The World Today - Friday, 30 January , 2009 12:17:00

Reporter: Brendan Trembath

ELIZABETH JACKSON: The main message from the World Economic Forum is to get out of the economic
crisis as quickly as possible.

But patience is running out in countries like France. Unions there have led huge protests against
the Government's handling of the crisis.

Brendan Trembath prepared this report.

(Sound of protest)

BRENDAN TREMBATH: Mass anger over the French Government's handling of the global financial crisis.
Police estimate about a million workers took part in protests around France but unions put the
total at more than two-million.

It didn't matter either way to this commuter who questioned the timing of the protest.

FRENCH COMMUTER (translated): I am not against the fact that people demonstrate to defend their
interests and their benefits as they say, but is this really the best time to do it considering
what is going on right now with the economic crisis and everything else that risks happening on the
international level? So I really don't think it's the best time to have done this. But well, this
is typically French.

BRENDAN TREMBATH: The streets were blocked by workers angry about the fallout from France's
worsening economy.

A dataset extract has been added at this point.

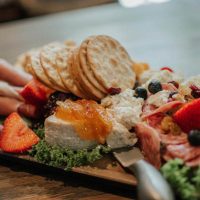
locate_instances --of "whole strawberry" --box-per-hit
[173,99,200,133]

Jobs and wages are under threat.

The head of the Socialist Party Martine Aubry says France's President should reorder his
priorities.

MARTINE AUBRY (translated): I am waiting for Nicolas Sarkozy to realise that in all the
neighbouring countries, Great Britain, Germany, Spain and tomorrow Obama, everybody is
re-energising the economy so he should stop lowering taxes of the richest people and giving
billions to the banks that are not redistributing that money to small and mid-sized businesses or
to individuals.

He should help re-energise the purchasing power for retirees and workers so that people start
buying again.

BRENDAN TREMBATH: The global financial crisis has been dominating talks across the border in
Switzerland. Heads of state, finance ministers and central bank governors are taking part in an
annual talkfest known as the World Economic Forum.

So far China's Premier Wen Jiabao has told delegates that China is helping fight the financial
crisis by taking steps to boost its own economy but he's tried to be realistic about what can be
done.

WEN JAIBAO (translated): To be honest, it will be a tall order to achieve a growth rate of eight
per cent of the Chinese economy in 2009 but I still hold the conviction that with hard work, we
will be able to obtain this goal.

BRENDAN TREMBATH: China has announced a stimulus package and pushed state-owned banks to increase
lending.

The United States argues China could do more on the economy front, like allow its currency to trade
more freely. China has limited gains in the Yuan. The move makes China's exports more attractive
but it doesn't help the ballooning US trade deficit.

The former US President Bill Clinton is in Davos too and says countries have to work together to
revive the world economy.

BILL CLINTON: I believe that we will get through this. People always ask, you know, when will it be
over? And I want to say 3.15 November the 7th, 2009 (laughter). Nobody knows.

BRENDAN TREMBATH: The World Economic Forum talks extend to national security and it's been a hot
topic too.

A discussion on the conflict in Gaza became heated when Israel's President Shimon Peres clashed
with Turkey's Prime Minister Recep Tayyip Erdogan.

RECEP TAYYIP ERDOGAN (translated): President Peres, President Peres you are older than I am and you
have a very strong voice. I feel that you perhaps feel a bit guilty and that's why, perhaps, you
have been so strong in your voice, so loud.

Well, you kill people. I remember the children who died on beaches.

BRENDAN TREMBATH: The World Economic Forum meeting wraps up tomorrow.

ELIZABETH JACKSON: Brendan Trembath reporting.